Answer:
See Explaination
Explanation:
Looking at the question, The proportion of beer drinkers who preferred Budweiser to Schlitz as obtained from the sample is 54/100 = 0.54.
Let X be a random variable representing the number of drinkers who prefer Budweiser to Schlitz with total number of drinkers being n.
X \sim Bin(n, p)
From the sample, \hat{p} = 0.54
Therefore, the 95% confidence interval for p is given by,
(\hat{p}-z_{1-\alpha/2}\sqrt{\frac{1}{n}\hat{p}(1-\hat{p})}, \hat{p}+z_{1-\alpha/2}\sqrt{\frac{1}{n}\hat{p}(1-\hat{p})})

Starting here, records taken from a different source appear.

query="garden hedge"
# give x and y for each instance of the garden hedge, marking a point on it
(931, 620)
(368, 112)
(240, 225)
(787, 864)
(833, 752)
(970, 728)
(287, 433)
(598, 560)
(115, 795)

where z_{1-\alpha/2} is the upper \alpha/2 point of standard normal variate.
Here, \alpha = 0.05
Therefore, z_{1-\alpha/2} = z_{0.975} = 1.96
The required confidence interval for p is given by
(0.54 - 1.96\times \sqrt{\frac{0.54\times 0.46}{100}}, 0.54 + 1.96\times \sqrt{\frac{0.54\times 0.46}{100}}) = (0.442, 0.638)
Since the lower bound of the interval is less than 0.50 and upper bound is more than 0.50, therefore the two parties will use these bounds to glorify their brand. Budweiser will use the upper bound = 0.638 to say that the true proportion may be more than 0.5 indicating their beer is more preferred by the people. On the other hand, the lower bound = 0.442 will be used by the Schlitz to show that the true proportion may have values less than 0.5 indicating higher proportion of people favors their brand.